You are viewing a plain text version of this content. The canonical link for it is here.

Posted to java-user@lucene.apache.org by saisantoshi <sa...@gmail.com> on 2013/01/08 19:20:00 UTC

Lucene support for multi byte characters : 2.4.0 (version).

We are using Lucene (2.4.0 libraries) for implementing search in our
application. We are using Standard Analyzer for Analyzer part.

Our application has a documents upload feature which lets you upload the
documents and be able to put in some keywords (while uploading it). When we
search (using the keywords), the search will retrieve the documents based on
the keywords.

The problem that we are facing is the search works fine if the keywords are
in English or Simplified Chinese but is not supporting Japanese.

I am not sure if its the problem with the Analyzer that we are using or is
not being supported in 2.4.0 version (Japanese Characters).
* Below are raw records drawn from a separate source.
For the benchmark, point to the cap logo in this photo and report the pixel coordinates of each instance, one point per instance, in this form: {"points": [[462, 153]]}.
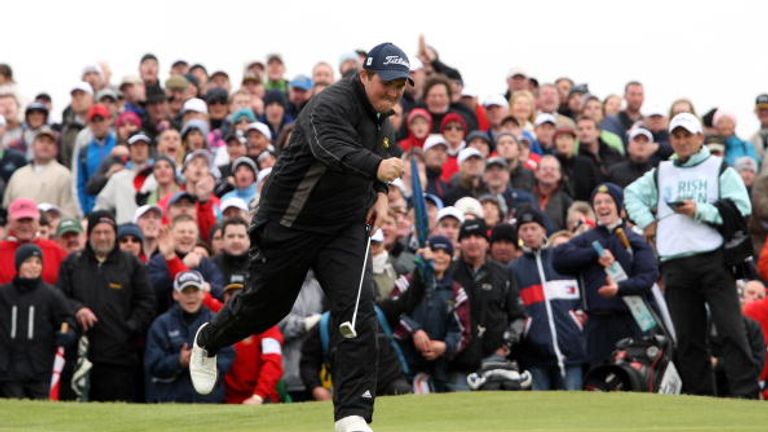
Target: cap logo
{"points": [[396, 60]]}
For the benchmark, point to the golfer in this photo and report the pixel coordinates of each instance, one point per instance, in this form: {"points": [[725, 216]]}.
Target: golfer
{"points": [[329, 180]]}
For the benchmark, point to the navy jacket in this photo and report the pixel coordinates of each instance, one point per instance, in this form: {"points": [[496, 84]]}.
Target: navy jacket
{"points": [[579, 259], [551, 307], [167, 381]]}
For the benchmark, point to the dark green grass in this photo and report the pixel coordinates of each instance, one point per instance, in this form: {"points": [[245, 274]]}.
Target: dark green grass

I did find the
following below doing a Google search.

https://issues.apache.org/jira/browse/LUCENE-2847 ( support all of the
unicode)

http://lucene.472066.n3.nabble.com/which-unicode-version-is-supported-with-lucene-td2574222.html

We are not tokenizing the document, we are only tokenizing the keywords
added while uploading the document.

document.add(new Field(field.getKeyword(), value, Field.Store.NO,
Field.Index.ANALYZED));

Do you think upgrading to the latest version of the Lucene would solve the
issue? or do we need to use special analyzers for each specific language?
Does the Standard Analyzer does not support Unicode characters?

Any thoughts on this is much appreciated?

Thanks,
Sai

--
View this message in context: http://lucene.472066.n3.nabble.com/Lucene-support-for-multi-byte-characters-2-4-0-version-tp4031654.html
Sent from the Lucene - Java Users mailing list archive at Nabble.com.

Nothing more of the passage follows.